3 Data Structures

Initially, plankton surveys were included as part of the trawl database. However, it soon became apparent that the trawl data structures were not suitable for plankton catch data.

Therefore, a separate database, plankton, was created that, at the conceptual level, is very similar to trawl [Mackay, K. 1998: Marine Research database documentation. 6. trawl. NIWA Greta Point Internal Report No. 6. 35p.], but has attributes specific to plankton catches. This has the advantage of allowing easy access to related trawl survey data.

3.1 Table Relationships

This database contains several tables. The ERD for plankton (Figure 1) shows the physical data model structure [Also known as a database schema.] of the database and its entities (each entity is implemented as a database table) and relationships between these tables. Each table represents an object, event, or concept in the real world that has been represented in the database. Each attribute of a table is a defining property or quality of the table.

All of the table's attributes are shown in the ERD. The underlined attributes represent the table's primary key [A primary key is an attribute or a combination of attributes that contains an unqiue value to identify that record.]. This schema is valid regardless of the database system chosen, and it can remain correct even if the Database Management System (DBMS) is changed.

Note that Figure 1 shows the main tables only. Some of the tables in the plankton database have attributes, called foreign keys [A foreign key is any attribute, or a combination of attributes, in a table that is a primary key of another table. Tables are linked together through foreign keys.], which contain standard NIWA fisheries codes, such as species. These attributes provide links to tables in plankton and the rdb (research database) database, which contains the definitive list of standard codes. An expanded ERD for these tables is shown in Figure 2.

Section 5 shows a listing of all the plankton tables as implemented by the Empress DBMS. As can be seen in the listing of the tables, a table's primary key has an unique index on it. Primary keys are generally listed using the format:

Indices: ;UNIQUE index_name ON ( attribute [ , attributes ])

where the attribute(s) make up the primary key and the index name is the primary key name. Note that the typographical convention for the above (and subsequent) format is the square brackets [ ] may contain an item that is repeated zero or more times.

This unique index prevents records with duplicate key values from being inserted into the table, e.g., a new trip with an existing trip code, and hence ensures that every record can be uniquely identified.

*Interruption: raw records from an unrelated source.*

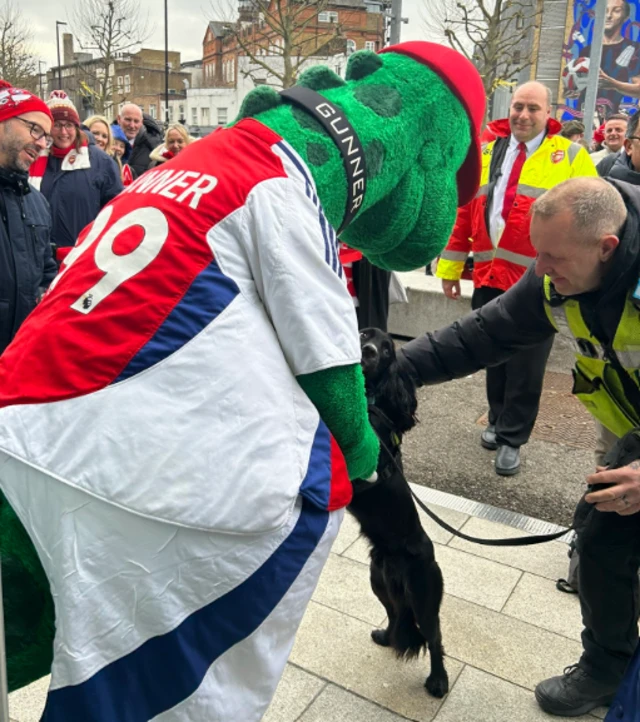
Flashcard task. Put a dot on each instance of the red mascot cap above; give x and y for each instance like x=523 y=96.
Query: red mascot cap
x=15 y=101
x=465 y=83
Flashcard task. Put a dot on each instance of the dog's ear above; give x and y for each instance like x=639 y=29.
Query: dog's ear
x=396 y=396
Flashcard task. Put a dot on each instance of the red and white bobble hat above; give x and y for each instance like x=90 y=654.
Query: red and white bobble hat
x=16 y=101
x=62 y=109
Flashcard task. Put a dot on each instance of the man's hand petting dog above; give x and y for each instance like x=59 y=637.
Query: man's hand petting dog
x=623 y=496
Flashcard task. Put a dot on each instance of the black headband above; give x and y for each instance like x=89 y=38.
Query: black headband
x=333 y=120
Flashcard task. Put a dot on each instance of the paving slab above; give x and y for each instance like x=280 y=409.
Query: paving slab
x=505 y=647
x=349 y=532
x=27 y=704
x=296 y=692
x=337 y=705
x=546 y=560
x=474 y=579
x=481 y=697
x=537 y=601
x=339 y=649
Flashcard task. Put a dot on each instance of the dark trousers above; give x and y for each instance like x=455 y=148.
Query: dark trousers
x=609 y=548
x=514 y=387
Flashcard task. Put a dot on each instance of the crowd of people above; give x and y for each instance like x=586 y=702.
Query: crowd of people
x=525 y=223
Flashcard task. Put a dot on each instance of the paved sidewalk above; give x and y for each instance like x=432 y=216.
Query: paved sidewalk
x=505 y=627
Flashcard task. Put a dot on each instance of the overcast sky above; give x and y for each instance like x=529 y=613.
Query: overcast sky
x=187 y=25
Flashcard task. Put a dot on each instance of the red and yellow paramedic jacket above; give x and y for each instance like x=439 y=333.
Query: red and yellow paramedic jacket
x=556 y=160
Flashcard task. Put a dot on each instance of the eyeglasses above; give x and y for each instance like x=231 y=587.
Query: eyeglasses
x=37 y=133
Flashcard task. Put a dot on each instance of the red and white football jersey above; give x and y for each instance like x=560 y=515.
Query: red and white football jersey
x=158 y=372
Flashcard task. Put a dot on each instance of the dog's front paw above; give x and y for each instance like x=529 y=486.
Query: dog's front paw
x=381 y=637
x=437 y=685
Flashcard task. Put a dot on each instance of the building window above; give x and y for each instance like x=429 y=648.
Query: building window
x=328 y=17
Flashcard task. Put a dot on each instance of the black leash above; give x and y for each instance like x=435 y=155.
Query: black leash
x=515 y=541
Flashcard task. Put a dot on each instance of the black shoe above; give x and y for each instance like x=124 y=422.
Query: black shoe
x=574 y=693
x=507 y=460
x=488 y=438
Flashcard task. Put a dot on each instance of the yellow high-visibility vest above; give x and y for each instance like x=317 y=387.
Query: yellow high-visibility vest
x=596 y=382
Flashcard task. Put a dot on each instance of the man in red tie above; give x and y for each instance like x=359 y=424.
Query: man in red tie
x=526 y=158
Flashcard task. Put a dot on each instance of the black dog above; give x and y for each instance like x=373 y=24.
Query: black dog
x=404 y=573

The plankton database is implemented as a relational database. That is, each table is a special case of a mathematical construct known as a relation and hence elementary relation theory is used to deal with the data within tables and their relationships between them. All relationships in plankton are of the type one-to-many [ A one-to-many relationship is where one record in a table (the parent) relates to one or many records in another table (the child).]. This is shown in the ERD by connecting a single line (indicating "many") from the child table (e.g., t_station) to the parent table (e.g., t_trip) with an arrowhead (indicating "one") pointing to the parent.

Every relationship has a mandatory or optional aspect to it. That is, if a relationship is mandatory, then it has to occur and least once, while an optional relationship might not occur at all. For example, in Figure 1, consider that relationship between the table t_trip and it's child table t_trip_comm. The symbol "O" by the child t_trip_comm means that a fish can have zero or many trip comments, while the bar by the parent t_trip means that for every trip comment there must be a matching trip.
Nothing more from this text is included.